I was dressed, fed and hauled to the park in a minivan like one of the toddlers. I kind of felt lucky not to be put in a car seat and cuddled. If I had to describe the car ride from my house (please let me go back there and have a cup of coffee and pretend I don´t exist today) I´d compare it to standing under a leaking roof. It´s stressful, you know you are going to get a splash of water on you sooner or later and you hate that you can´t go up there and make it stop. Plus noise.
The park was, well, the park. Not much to say really. I did my part, I walked. They ran around, played with a ball and laughed. Meanwhile I tried to sneak away to beg for some coffee somewhere, but was caught in the act and put in charge of the snacks.
A good hour later it was time for the next activity on the list. Shopping. (Yep.) The kids were sent home with their dads and my sisters kidnapped me. They started off with shoes, then clothes, then jewelry… When all failed they turned to desperate measures and brought me to a bookstore.
Alright, this I could do. I buried my nose in a book and waited while they browsed the self-help section. Before they decided on the right one for me and my deeply troubled life, I picked out one all by myself and slapped on top of their stack. “How to break free from overly interfering family members”.

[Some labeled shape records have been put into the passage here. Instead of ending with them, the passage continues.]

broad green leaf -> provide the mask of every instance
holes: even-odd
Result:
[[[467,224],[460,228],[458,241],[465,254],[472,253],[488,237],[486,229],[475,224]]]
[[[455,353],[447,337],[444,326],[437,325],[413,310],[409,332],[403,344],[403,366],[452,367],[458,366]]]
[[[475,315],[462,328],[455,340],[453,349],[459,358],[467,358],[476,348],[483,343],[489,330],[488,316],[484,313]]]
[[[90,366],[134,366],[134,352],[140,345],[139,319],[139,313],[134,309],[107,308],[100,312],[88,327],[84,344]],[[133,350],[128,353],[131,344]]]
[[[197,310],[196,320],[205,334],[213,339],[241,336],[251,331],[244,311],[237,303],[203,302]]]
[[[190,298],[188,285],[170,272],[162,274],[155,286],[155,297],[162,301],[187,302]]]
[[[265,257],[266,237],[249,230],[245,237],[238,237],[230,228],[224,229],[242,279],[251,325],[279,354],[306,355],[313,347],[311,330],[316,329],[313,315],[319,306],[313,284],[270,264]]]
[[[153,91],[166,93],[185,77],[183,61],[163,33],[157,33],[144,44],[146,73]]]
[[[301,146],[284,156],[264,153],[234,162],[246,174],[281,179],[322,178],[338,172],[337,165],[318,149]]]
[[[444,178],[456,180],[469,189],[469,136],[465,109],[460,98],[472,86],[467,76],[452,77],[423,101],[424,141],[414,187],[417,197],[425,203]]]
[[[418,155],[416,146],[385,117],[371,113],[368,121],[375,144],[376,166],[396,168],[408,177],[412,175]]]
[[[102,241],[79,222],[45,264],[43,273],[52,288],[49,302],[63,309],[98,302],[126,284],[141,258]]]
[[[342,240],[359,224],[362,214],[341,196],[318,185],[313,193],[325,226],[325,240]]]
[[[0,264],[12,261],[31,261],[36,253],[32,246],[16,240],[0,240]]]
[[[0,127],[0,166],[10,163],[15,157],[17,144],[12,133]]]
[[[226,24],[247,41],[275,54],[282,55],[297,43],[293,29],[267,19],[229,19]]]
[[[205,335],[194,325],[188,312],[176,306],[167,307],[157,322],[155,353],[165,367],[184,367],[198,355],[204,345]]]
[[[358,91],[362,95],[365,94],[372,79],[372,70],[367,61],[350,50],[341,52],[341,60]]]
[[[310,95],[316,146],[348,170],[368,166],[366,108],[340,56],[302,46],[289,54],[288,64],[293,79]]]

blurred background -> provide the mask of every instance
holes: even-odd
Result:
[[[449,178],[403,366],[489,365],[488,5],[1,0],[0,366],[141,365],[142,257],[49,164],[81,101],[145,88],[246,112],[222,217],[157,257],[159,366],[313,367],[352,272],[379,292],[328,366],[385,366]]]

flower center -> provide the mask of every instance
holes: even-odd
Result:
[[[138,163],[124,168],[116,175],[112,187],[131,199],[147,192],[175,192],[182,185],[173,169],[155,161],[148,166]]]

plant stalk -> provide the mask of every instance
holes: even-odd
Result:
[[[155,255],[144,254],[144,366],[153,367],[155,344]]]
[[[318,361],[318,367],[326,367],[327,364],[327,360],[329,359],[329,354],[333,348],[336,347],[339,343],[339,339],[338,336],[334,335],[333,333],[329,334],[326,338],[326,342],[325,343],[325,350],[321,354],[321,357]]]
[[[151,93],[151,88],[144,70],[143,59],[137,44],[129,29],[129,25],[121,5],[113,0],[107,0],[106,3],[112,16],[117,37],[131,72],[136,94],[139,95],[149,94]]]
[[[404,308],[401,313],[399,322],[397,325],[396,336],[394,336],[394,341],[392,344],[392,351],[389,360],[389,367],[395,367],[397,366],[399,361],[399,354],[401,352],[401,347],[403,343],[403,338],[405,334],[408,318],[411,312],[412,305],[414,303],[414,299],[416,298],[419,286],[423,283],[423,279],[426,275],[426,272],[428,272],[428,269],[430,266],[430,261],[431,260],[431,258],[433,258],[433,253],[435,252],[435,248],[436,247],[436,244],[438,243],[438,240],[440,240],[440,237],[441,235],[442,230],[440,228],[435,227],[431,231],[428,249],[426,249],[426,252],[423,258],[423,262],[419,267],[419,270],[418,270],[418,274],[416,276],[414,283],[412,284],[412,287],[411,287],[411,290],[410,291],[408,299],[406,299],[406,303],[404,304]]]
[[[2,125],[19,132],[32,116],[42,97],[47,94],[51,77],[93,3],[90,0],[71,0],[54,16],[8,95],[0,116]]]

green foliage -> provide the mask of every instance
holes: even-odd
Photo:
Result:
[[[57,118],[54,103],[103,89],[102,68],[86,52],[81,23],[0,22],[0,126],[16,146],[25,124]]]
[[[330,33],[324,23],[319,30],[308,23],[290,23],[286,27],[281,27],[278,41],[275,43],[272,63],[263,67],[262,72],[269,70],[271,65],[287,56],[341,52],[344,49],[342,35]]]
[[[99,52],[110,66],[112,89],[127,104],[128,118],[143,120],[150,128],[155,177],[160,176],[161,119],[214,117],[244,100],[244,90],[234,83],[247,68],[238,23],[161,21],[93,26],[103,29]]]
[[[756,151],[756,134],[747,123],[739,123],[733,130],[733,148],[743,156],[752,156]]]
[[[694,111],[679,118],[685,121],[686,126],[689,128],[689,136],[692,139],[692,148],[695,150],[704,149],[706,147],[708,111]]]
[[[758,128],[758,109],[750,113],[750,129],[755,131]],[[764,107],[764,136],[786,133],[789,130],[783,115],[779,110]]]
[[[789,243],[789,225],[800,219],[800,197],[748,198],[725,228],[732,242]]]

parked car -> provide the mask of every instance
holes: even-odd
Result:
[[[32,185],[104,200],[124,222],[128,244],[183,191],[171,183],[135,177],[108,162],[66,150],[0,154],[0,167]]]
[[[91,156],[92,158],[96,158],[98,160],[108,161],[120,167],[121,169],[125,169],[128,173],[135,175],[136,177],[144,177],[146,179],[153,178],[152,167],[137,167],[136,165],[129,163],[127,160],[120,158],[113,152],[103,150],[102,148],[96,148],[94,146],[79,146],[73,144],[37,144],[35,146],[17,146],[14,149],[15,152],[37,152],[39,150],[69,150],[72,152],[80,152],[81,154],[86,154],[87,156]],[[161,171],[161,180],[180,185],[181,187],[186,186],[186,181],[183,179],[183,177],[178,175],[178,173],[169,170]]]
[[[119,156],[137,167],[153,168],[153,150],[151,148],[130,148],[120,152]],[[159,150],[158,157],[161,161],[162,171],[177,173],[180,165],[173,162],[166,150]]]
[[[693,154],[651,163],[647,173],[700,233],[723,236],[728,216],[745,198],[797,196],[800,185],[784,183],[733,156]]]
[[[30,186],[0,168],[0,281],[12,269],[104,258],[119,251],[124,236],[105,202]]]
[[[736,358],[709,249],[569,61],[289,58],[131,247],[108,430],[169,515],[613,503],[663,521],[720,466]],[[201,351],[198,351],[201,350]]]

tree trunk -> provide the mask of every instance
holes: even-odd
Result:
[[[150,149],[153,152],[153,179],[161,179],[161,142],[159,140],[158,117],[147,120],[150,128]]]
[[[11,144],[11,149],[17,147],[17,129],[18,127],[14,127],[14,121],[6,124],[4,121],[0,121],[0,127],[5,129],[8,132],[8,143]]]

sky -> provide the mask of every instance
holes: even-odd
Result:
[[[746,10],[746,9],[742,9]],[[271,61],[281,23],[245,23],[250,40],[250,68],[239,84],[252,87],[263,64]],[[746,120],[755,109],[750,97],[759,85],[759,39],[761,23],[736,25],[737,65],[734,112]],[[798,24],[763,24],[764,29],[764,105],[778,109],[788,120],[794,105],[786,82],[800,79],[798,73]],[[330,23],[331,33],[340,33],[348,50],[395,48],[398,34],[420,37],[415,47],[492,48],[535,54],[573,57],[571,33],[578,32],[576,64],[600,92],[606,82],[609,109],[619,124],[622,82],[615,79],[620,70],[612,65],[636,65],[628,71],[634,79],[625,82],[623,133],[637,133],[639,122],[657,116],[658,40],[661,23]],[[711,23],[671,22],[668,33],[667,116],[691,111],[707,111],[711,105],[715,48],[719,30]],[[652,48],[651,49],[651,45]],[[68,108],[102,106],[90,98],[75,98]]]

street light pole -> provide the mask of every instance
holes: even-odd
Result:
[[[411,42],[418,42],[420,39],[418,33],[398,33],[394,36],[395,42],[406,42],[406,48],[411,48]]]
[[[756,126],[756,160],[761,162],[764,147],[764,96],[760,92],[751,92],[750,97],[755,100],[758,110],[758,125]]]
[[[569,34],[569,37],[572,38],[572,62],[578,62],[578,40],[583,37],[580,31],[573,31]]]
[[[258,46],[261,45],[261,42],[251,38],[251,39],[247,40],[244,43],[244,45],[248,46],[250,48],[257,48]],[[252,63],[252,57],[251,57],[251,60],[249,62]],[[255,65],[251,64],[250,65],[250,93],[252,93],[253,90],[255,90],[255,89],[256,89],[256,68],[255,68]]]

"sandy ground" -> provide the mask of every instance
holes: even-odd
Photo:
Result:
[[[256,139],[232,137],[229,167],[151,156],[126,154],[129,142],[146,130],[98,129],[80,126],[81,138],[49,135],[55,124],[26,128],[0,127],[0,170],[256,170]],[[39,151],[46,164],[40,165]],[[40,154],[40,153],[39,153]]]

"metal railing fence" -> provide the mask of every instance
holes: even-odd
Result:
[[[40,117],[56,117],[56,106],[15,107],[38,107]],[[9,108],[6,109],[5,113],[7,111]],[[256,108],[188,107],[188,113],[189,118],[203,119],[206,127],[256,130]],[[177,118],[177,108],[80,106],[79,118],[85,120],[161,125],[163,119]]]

A few crossed over items on that list later, I was taken home and by using all my baby-sister powers I managed to perswade them to go to the movies without me.
I threw myself on the couch, turned on the TV and sank into the cushions, so ready to relax. A comedy was about to begin and I read the description before changing my mind.
I threw myself on the bed, buried my face in the pillow and waited for that wash of relief. The mattress was soft, the pillow was heavenly. I breathed in, breathed out, changed my mind again.
I called mom.
Happy birthday love, she said and I heard dad echo the words behind her. No doubt reading in the kitchen.
I sank into the couch, let my head fall back and put my feet up on the coffee table.
Thanks mum. How old am I again?
Too old to have your feet on the table, she answered without hesitating and I laughed.
How´s dad? The worry in my voice was too clear and I felt my heart get crushed a little bit.
He´s having a good day. Misses you, though. We both do.
I know. I´ll come down there soon. Promise.
I know love. Go watch TV and talk to me tomorrow. It´s your day. Don´t spend it on me.
I thought of my sisters and their efforts.
I think I´m gonna go catch the second half of a movie, actually.